Chroniques Marciennes 5.6 Chapiteau de Marciac 4 Août 2019
Shahin Novrasli n’est pas un inconnu pour Jazz In Marciac. Venu en 2016 en première partie d’ Ahmad Jamal, il avait captivé le public par un long piano solo émouvant où se découvrait toute l’étendue de sa richesse intérieure, ses multiples influences et son jeu remarquable
.
Ce soir, il présente son nouvel enregistrement en avant première « From Baku to New York City » dans lequel nous retrouvons l’essentiel de ce qui le caractérise.
Né en Azerbaïdjan, Shahin Novrasli puise autant dans la culture du Caucase que dans la musique classique européenne et les rythmes du jazz. Il crée ainsi une musique singulière et tumultueuse. Si on peut dire que l’influence de Keith Jarrett apparaît parfois en filigrane (l’attaque tendre et classique du piano, la concentration proche de la transe, un jeu corporel un peu torturé) ou que l’émotion et la retenue évoque Yaron Herman, ces proximités ne sont pas essentielles car Shahin Novrasli a une personnalité, un couleur qui lui est propre. Et ce depuis le début de sa carrière.

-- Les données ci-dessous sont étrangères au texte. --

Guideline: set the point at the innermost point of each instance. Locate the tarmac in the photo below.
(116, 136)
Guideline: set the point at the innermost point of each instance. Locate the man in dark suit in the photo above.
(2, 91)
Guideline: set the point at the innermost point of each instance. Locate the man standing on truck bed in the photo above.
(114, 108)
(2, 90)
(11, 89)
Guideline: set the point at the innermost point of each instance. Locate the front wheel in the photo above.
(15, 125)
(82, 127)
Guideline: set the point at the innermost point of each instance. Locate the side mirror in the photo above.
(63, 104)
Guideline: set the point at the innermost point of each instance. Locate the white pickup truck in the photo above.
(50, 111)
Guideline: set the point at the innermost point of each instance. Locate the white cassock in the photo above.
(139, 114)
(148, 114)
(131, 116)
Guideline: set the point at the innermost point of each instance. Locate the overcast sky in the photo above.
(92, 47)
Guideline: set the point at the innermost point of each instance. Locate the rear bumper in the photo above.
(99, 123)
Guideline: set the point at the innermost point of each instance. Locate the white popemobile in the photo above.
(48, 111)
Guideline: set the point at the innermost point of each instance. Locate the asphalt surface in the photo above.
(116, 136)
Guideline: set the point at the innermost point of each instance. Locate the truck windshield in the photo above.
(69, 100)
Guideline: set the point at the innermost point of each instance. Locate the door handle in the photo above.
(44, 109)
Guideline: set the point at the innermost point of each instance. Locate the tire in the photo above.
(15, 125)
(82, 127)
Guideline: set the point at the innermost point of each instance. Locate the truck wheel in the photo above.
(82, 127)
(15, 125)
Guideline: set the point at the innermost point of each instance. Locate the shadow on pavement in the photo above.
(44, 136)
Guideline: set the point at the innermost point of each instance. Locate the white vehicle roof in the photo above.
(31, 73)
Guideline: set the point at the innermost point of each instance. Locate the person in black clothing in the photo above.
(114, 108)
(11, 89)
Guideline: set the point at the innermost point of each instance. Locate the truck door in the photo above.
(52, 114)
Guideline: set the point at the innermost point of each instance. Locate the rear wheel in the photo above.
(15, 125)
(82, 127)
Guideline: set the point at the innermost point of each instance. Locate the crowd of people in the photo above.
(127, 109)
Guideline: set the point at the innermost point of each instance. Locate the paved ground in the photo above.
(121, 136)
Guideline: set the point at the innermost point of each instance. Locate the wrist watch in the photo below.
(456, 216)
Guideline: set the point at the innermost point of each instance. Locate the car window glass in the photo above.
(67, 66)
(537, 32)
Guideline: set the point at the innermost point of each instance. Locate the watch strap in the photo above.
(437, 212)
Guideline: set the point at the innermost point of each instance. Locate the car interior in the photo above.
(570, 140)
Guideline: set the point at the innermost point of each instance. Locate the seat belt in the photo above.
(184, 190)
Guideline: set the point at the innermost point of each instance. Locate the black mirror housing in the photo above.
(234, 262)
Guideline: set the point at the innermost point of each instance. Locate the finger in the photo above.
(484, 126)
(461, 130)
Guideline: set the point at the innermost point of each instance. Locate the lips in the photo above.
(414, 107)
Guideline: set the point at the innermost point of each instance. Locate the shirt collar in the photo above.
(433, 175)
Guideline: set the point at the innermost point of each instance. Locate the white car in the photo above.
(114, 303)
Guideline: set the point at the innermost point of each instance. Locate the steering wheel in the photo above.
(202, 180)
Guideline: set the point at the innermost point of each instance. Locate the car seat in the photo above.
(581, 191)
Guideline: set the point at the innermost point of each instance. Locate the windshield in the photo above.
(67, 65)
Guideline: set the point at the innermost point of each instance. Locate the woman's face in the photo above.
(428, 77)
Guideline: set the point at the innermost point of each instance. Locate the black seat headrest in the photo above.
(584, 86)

Il compose une musique comme une tresse emmêlée dans laquelle les brins sont multiples: son éducation classique portée par une technique éprouvée et sans failles avec un amour pour de redoutables harmonies, le folk traditionnel de l’ Azerbaïdjan ce “Mugham” avec ses rythmes capricieux et ses intervalles étonnants et enfin des influences jazz majestueuses et pleines d’énergie. Bref une tresse faite d’Orient et d’Occident.
« Quand j’écris ou que je joue, je ne pense ni au jazz ni à aucun style en particulier, ça doit juste être beau.» dit il.
Le set démarre en douceur, en piano romantique et délicat avec de part en part une note bleue qui se faufile. Autour de lui Samuel F’Hima à la contrebasse s’empare parfois de la mélodie, déploie de belles réponses enveloppantes, des contrepoints qui résonnent. A la batterie Josselin Hazard peut être percutant avec une grosse caisse qui décoiffe les tympans ou tout en nuances, juste sur un jeu de cymbales délicat. Tous les deux concourent à asseoir les atmosphères successives et souvent entremêlées qui portent Shahin Novrasli dans l’instant, dans le jaillissement. Leurs impros ne cassent pas la couleur des morceaux, elles la renforcent. Ils sont parfaits d’écoute et d’osmose.
Ce qui frappe à l’écoute du set, c’est la nostalgie, voire la mélancolie qui est présente, partout, lancinante comme un mal intrinsèque. Une mélancolie qui se transforme parfois en abattement ou en révolte grondante d’exaltation. Des bleus du corps et de l’âme qui s’invitent sans crier gare. Même quand les danses enjouées du folklore font leur apparition, même quand le swing classique du cabaret new- yorkais étale ses dorures attirantes, mêmes dans les nombreuses ruptures, cette nostalgie est là comme un sourire de regret. S’y engouffrent le tragique et la colère. Mais cette nostalgie est tellement porteuse de créativité qu’ on arrive à la désirer et à s’y plaire .
Cela donne une musique dont on ne peut se départir, intrigante et surtout d’une fulgurante beauté. Cette musique nous parle, fortement.
En guise de final , Shahin Novrasli chante derrière son piano pour terminer d’envoûter le public et de l’amener dans son univers quelque part entre Caucase et occident. Il reprendra pour le rappel un chant folklorique avec des impros percutantes et joyeuses.
Un piano magnifique et un univers personnel mais si proche. A découvrir vite, vite pour ceux qui ne l’aurait pas encore fait !!